Yaitu perceraian yang dilakukan oleh istri kepada suami. Cerai model ini dilakukan dengan cara mengajukan permintaan perceraian kepada Pengadilan Agama. Dan perceraian tidak dapat terjadi sebelum Pengadilan Agama memutuskan secara resmi.

Ada dua istilah yang dipergunakan pada kasus gugat cerai oleh istri, yaitu fasakh dan khulu’:

1. Fasakh

Fasakh adalah pengajuan cerai oleh istri tanpa adanya kompensasi yang diberikan istri kepada suami, dalam kondisi di mana:

- Suami tidak memberikan nafkah lahir dan batin selama enam bulan berturut-turut;
- Suami meninggalkan istrinya selama empat tahun berturut-turut tanpa ada kabar berita (meskipun terdapat kontroversi tentang batas waktunya);
- uami tidak melunasi mahar (mas kawin) yang telah disebutkan dalam akad nikah, baik sebagian ataupun seluruhnya (sebelum terjadinya hubungan suamii istri); atau
- adanya perlakuan buruk oleh suami seperti penganiayaan, penghinaan, dan tindakan-tindakan lain yang membahayakan keselamatan dan keamanan istri.

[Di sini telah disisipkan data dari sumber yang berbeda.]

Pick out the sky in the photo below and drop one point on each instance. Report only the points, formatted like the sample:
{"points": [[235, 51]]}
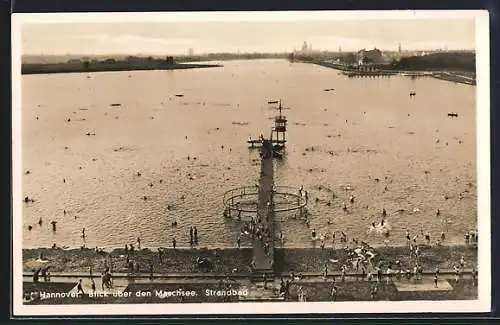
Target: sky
{"points": [[175, 37]]}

Jika gugatan tersebut dikabulkan oleh Hakim berdasarkan bukti-bukti dari pihak istri, maka Hakim berhak memutuskan (tafriq) hubungan perkawinan antara keduanya.

2. Khulu’

Khulu’ adalah kesepakatan penceraian antara suami istri atas permintaan istri dengan imbalan sejumlah uang (harta) yang diserahkan kepada suami. Khulu' disebut dalam QS Al-Baqarah 2:229

APA ITU TALAK BA'IN SHUGHRA

Efek Hukum dari gugat cerai oleh istri baik Fasakh maupun Khulu’ adalah talak ba'in shughra (talak ba'in kecil).

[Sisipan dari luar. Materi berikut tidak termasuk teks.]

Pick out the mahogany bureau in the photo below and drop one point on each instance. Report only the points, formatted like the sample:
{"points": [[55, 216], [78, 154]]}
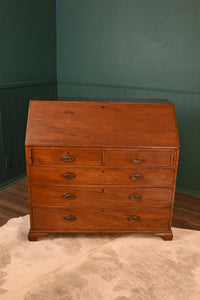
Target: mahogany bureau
{"points": [[104, 167]]}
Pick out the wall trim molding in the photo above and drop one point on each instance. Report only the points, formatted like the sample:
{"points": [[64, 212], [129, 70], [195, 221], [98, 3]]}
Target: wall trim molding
{"points": [[19, 84], [135, 86]]}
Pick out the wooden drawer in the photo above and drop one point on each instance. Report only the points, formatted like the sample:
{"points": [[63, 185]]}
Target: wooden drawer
{"points": [[100, 196], [66, 156], [138, 158], [143, 177], [100, 219]]}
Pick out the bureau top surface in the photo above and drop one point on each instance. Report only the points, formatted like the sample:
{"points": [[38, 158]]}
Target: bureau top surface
{"points": [[101, 124]]}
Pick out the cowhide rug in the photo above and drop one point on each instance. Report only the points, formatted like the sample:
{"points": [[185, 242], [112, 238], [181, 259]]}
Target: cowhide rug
{"points": [[98, 267]]}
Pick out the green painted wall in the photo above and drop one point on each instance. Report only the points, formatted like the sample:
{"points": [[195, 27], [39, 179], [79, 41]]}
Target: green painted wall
{"points": [[136, 48], [27, 69]]}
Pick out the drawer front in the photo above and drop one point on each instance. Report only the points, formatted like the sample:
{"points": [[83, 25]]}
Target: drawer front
{"points": [[143, 177], [105, 219], [138, 158], [66, 156], [100, 196]]}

Efek hukum yang ditimbulkan oleh fasakh dan khulu’ adalah talak ba'in sughra, yaitu hilangnya hak rujuk pada suami selama masa ‘iddah. Artinya, apabila lelaki tersebut ingin kembali kepada mantan istrinya maka ia diharuskan melamar dan menikah kembali dengan perempuan tersebut. Sementara itu, istri wajib menunggu sampai masa ‘iddahnya berakhir apabila ingin menikah dengan laki-laki yang lain.


IDDAH MASA TUNGGU

Iddah adalah masa tunggu bagi istri yang dicerai talak oleh suami atau karena gugat cerai oleh istri. Dalam masa iddah, seorang perempuan yang dicerai tidak boleh menikah dengan dengan siapapun sampai masa iddahnya habis atau selesai. Bagi istri yang ditalak raj'i (talak satu atau talak dua) maka suami boleh kembali ke istri (rujuk) selama masa iddah tanpa harus ada akad nikah baru. Sedangkan apabila suami ingin rujuk setelah masa iddah habis, maka harus ada akad nikah yang baru.

Rincian masa iddah sbb:

1. Perempuan yang ditinggal mati suaminya, maka iddahnya adalah empat bulan sepuluh hari, baik sang isteri sudah dicampuri (hubungan intim) atau belum (QS Al-Baqarah 2:234).
2. Istri yang dicerai saat sedang hamil, maka masa iddahnya sampai melahirkan (QS At-Talaq 65:4).
3. Istri yang ditalak tidak dalam keadaan hamil dan masih haid secara normal, maka masa iddahnya tiga kali haid yang sempurna(QS Al-Baqarah 2:228).
4. Jika wanita yang dijatuhi talak itu masih kecil, belum mengeluarkan darah haid atau sudah lanjut usia yang sudah manopause (berhenti masa haid), maka iddahnya adalah tiga bulan (At-Thalaq 65:4).
5. Wanita yang pernikahannya fasakh/dibatalkan dengan cara khulu’ atau selainnya, maka cukup baginya menahan diri selama satu kali haid.
6. Wanita yang dicerai-talak sebelum ada hubungan intim, maka tidak ada masa iddah.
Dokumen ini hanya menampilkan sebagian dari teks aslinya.